WELCOME
Welcome to my new page!
This website helps you discover the Japanese ritual dance and theatre known as kagura.
To celebrate its 10th anniversary, I have renewed this site to provide you with more information and materials. Enjoy!
About Me.
Akiko Hirai is an ethnomusicologist and anthropologist who obtained her Ph.D. in Musicology from Sorbonne University in 2020 under the supervision of Professor François Picard. Her research focuses on the kagura, Japanese ritual theatre and dance, with particular emphasis on the ritual techniques integrated into dance choreography. She is currently preparing her postdoctoral dissertation in Religious Studies on the ensemble of ritual pieces featuring the old man masks called Shikisanban and their dissemination in folkloric theatre in the northwestern regions of Japan, at the École Pratique des Hautes Études in Paris, France. She is also a postdoctoral researcher at the East Asian Civilizations Research Centre.

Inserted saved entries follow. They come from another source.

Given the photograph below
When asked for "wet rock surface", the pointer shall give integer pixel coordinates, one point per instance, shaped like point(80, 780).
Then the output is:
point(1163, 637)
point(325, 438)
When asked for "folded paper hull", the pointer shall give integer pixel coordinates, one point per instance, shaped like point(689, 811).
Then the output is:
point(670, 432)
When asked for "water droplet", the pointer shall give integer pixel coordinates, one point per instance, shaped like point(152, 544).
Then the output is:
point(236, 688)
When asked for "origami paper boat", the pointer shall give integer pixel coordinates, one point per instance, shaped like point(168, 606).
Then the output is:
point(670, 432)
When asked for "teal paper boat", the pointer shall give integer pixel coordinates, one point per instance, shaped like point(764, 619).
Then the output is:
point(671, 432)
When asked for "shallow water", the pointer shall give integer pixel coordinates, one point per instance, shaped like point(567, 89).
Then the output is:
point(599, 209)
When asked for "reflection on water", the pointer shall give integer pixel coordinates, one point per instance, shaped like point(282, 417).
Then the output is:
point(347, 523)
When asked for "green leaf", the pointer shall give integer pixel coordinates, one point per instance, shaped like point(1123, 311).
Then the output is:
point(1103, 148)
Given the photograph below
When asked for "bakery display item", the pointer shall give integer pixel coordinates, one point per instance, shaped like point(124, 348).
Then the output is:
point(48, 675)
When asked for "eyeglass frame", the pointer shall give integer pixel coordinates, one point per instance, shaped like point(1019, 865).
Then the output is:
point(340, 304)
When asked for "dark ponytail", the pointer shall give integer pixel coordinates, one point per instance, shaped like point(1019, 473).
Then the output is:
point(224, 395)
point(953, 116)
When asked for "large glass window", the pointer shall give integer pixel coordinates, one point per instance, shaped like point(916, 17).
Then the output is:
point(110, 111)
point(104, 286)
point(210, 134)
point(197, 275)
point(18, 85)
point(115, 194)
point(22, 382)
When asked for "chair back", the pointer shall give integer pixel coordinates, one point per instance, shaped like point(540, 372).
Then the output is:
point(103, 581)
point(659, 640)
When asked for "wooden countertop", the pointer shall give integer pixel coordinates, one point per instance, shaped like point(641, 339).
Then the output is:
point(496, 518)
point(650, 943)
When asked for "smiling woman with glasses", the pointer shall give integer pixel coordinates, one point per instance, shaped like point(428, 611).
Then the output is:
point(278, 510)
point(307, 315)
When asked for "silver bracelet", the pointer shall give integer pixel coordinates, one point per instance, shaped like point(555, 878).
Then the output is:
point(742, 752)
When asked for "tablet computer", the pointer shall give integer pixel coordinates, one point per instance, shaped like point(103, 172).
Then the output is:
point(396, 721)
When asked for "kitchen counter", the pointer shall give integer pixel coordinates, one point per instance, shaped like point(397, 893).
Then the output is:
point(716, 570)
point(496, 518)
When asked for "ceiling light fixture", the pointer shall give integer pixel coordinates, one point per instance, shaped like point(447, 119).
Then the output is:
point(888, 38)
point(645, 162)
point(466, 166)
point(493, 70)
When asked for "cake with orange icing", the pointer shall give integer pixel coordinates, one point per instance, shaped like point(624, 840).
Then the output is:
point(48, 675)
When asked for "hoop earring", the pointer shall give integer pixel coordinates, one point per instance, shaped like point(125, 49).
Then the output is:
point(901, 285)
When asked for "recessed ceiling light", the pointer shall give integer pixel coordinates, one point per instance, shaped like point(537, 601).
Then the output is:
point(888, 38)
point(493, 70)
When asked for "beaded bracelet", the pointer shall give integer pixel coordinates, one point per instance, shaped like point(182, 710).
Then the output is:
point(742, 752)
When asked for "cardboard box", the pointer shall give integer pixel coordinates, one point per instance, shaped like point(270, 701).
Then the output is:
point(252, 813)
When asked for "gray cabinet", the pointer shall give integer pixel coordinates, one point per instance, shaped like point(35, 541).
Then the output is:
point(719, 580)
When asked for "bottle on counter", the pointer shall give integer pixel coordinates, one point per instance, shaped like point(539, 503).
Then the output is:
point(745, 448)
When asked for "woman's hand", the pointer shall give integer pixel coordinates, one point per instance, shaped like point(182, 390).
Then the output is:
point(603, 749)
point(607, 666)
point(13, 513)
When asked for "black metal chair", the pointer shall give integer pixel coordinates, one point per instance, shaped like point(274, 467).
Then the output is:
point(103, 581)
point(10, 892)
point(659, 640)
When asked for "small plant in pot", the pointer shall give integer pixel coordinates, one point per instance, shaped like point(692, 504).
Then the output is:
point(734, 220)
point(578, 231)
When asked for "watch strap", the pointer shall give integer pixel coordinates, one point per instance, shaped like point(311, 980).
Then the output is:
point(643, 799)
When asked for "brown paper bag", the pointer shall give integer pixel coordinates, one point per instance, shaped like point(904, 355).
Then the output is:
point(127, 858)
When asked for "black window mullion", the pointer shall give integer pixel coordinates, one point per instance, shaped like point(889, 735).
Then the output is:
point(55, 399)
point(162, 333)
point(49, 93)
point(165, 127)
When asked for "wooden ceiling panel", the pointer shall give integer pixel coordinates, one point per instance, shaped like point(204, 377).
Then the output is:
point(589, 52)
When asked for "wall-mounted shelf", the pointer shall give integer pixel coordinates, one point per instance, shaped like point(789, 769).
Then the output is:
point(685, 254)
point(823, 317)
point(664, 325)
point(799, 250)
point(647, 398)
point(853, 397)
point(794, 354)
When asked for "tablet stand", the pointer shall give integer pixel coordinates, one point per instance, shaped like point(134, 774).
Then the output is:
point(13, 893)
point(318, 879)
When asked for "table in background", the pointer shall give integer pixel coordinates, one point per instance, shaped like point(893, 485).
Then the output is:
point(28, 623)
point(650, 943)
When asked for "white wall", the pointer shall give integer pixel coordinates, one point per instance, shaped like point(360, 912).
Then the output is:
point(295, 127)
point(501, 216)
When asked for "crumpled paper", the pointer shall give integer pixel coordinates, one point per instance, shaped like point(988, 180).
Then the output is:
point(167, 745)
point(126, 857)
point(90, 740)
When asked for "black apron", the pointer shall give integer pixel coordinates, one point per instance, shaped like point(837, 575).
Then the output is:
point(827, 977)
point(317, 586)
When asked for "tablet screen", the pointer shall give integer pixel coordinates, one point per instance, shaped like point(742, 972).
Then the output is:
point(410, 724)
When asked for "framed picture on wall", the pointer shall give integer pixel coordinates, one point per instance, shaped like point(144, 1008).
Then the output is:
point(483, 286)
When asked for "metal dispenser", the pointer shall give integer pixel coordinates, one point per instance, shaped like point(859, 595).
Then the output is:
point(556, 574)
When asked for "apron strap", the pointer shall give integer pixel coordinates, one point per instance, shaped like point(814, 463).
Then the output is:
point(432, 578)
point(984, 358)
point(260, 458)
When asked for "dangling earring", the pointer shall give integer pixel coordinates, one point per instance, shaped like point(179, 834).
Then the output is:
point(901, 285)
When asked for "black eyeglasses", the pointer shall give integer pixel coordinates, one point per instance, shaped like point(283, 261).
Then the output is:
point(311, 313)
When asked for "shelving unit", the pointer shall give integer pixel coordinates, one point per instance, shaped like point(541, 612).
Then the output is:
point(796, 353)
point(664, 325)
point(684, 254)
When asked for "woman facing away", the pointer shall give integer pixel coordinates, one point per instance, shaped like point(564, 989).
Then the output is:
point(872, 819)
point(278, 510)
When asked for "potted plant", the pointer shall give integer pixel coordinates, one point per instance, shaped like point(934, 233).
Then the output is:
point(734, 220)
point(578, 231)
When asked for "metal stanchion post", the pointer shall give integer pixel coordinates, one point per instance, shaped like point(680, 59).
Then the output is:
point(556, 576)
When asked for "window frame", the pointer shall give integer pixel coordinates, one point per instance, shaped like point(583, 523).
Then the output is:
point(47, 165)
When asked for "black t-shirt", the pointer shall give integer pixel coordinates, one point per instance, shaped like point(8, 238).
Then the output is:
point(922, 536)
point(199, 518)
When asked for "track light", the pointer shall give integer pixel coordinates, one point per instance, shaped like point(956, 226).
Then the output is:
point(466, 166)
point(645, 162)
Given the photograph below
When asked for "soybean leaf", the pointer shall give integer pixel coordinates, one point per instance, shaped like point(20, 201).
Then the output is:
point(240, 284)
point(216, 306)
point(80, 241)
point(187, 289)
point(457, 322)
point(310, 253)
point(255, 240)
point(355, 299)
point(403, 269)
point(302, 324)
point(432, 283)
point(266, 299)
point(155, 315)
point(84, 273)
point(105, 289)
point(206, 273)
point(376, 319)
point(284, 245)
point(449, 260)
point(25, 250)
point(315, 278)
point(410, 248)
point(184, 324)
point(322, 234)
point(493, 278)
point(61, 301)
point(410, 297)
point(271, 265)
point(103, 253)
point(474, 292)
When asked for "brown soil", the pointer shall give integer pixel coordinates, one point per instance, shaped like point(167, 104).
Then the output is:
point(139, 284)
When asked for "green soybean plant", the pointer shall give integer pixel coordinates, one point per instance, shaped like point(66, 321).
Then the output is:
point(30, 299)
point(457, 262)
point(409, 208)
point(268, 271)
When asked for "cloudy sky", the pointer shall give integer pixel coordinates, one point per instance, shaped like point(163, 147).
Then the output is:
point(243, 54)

Akiko began studying piano at the age of 4. She obtained her Master of Liberal Arts and Humanities from Ochanomizu University in Tokyo, Japan, in 2004, majoring in Vocal Performance and Japanese Ritual Music Research. After graduation, she moved to France in 2008 to further her music studies with Hungarian opera singer Ms. Sylvia Sass. In addition to vocal lessons, she enrolled at Paris-Sorbonne University (Paris IV) in 2010 to study ethnomusicology and later earned her second Master's degree in Music and Musicology in 2013.
She is a member of the Society of Folkloric Performing Arts of Japan, the Musicological Society of Japan, and the French Society of Ethnomusicology.